Mais Freud pose un peu plus loin un critère de fin d'analyse plus ambitieux, à savoir « atteindre par analyse un niveau de normalité psychique absolue ». (3) Et il formule ainsi la question du possible et de l'impossible : « On interrogera d'abord l'expérience pour savoir si une telle chose arrive et ensuite la théorie pour savoir si même c'est possible » (4). Il y répondra donc un peu plus loin par sa célèbre formule : « Il me semble presque, cependant, qu'analyser soit le troisième de ces métiers « impossibles », dans lesquels on peut être d'emblée sûr d'un succès insuffisant. Les deux autres, connus depuis longtemps, sont éduquer et gouverner ».(5)
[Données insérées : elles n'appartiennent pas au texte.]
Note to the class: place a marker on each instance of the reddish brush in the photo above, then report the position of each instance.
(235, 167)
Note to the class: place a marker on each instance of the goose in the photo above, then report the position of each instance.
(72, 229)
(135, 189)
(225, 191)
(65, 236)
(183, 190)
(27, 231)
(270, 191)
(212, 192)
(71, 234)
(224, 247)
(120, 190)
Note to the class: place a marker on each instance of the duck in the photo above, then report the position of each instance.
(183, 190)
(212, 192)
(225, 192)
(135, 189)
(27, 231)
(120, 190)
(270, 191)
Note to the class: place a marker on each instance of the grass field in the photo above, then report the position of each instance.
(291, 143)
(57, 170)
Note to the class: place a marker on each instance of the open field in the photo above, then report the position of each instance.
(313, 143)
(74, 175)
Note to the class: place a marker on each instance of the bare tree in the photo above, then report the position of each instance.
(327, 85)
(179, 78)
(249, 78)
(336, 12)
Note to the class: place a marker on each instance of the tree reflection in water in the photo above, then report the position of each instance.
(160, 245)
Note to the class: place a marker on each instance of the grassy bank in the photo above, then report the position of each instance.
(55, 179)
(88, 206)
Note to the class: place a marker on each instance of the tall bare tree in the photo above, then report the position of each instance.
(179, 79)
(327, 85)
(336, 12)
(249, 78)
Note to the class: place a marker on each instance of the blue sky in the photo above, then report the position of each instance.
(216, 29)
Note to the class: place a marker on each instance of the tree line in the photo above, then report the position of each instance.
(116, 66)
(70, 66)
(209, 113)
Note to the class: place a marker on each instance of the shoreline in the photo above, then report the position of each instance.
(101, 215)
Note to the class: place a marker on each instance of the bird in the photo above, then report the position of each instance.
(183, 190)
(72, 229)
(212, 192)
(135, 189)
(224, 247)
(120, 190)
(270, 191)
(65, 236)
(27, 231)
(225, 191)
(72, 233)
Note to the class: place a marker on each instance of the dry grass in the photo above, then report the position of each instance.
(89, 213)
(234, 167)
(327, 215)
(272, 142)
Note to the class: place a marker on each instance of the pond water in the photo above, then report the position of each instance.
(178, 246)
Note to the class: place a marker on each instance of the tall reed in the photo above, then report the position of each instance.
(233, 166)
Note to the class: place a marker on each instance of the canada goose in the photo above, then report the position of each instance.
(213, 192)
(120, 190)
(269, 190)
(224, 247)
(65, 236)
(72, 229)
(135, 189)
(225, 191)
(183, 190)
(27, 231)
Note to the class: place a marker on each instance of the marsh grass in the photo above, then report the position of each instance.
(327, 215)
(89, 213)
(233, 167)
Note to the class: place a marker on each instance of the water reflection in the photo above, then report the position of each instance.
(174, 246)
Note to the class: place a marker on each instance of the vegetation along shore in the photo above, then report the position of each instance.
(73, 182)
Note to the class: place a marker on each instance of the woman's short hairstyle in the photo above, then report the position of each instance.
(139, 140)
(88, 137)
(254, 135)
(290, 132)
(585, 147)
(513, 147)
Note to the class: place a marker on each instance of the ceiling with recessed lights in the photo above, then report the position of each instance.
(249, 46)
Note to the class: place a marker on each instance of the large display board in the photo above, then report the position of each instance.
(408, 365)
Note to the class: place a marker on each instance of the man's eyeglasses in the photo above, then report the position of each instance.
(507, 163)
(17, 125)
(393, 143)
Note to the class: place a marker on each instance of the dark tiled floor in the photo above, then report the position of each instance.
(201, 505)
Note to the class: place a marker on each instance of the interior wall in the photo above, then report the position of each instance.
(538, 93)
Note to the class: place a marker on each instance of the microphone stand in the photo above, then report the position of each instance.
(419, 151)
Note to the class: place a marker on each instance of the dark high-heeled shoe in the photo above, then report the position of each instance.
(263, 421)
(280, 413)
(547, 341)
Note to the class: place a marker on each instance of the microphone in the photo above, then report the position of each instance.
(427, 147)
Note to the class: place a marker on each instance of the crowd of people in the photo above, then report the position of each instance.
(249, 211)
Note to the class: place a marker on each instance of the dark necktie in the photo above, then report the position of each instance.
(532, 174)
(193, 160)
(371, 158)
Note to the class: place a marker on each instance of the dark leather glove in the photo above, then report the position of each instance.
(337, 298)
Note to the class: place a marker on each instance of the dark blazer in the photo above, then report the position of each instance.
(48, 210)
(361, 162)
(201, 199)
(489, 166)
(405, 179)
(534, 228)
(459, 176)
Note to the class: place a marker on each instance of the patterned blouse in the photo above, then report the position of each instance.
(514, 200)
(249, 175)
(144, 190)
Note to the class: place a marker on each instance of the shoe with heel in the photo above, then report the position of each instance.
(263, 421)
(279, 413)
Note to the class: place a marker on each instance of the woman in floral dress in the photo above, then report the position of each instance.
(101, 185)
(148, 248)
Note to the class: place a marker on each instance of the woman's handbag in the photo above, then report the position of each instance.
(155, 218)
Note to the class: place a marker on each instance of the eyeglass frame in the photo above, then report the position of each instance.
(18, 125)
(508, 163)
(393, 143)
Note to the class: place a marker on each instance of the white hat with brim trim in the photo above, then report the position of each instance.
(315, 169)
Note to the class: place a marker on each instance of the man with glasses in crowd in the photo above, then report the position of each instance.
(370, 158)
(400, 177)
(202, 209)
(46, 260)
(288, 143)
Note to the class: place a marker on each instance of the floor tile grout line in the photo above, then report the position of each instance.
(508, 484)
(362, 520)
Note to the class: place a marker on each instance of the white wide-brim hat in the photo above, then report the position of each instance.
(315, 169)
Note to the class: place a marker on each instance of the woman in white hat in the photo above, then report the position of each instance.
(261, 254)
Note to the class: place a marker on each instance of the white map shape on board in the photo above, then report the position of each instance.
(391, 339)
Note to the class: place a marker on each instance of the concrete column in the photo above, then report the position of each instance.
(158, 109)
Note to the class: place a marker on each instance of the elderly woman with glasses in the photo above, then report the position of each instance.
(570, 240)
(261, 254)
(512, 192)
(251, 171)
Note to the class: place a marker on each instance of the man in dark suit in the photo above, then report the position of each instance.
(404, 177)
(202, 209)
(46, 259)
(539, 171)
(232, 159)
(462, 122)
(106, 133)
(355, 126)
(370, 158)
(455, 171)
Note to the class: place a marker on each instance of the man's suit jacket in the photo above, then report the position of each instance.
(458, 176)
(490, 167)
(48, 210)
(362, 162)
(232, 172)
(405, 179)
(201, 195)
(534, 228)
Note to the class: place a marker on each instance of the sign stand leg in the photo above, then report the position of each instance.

Un succès insuffisant par rapport à quoi ? Quelle serait donc cette norme qui permettrait de décider d'une réussite ou d'un échec d'une cure analytique ? L'impossible pourrait se situer ici, à cet endroit où nous ne pouvons décider préalablement du résultat attendu ni de ce que en quoi pourrait consister une « normalité psychique absolue ».

Et de même que l'on ne peut attendre de l'analyse un résultat pré-déterminé, elle ne peut reposer sur un savoir pré-établi, universel et applicable à tous.

Un savoir impossible

Tel Socrate, qui affirmait «tout ce que je sais c'est que je ne sais rien », la psychanalyse nous met face à l'impossibilité du savoir. Voici la grande découverte de Freud, dont beaucoup lui tiennent rigueur, c'est que l'homme n'est pas « maître en sa demeure ». En effet, l'être humain ignore ce qui le détermine, le pousse à agir. La psychanalyse nous confronte à cette impossibilité du savoir sur soi. C'est l'inconscient qui agit en nous et malgré nous.

A l'opposé du discours scientifique, qui souhaiterait aujourd'hui ne rien laisser au hasard, la psychanalyse nous informe que le savoir n'est jamais acquis une fois pour toutes. La pensée est instable, toujours en mouvement, ce qui offre toujours à continuer à penser et à ne pas fournir de réponses toutes faites.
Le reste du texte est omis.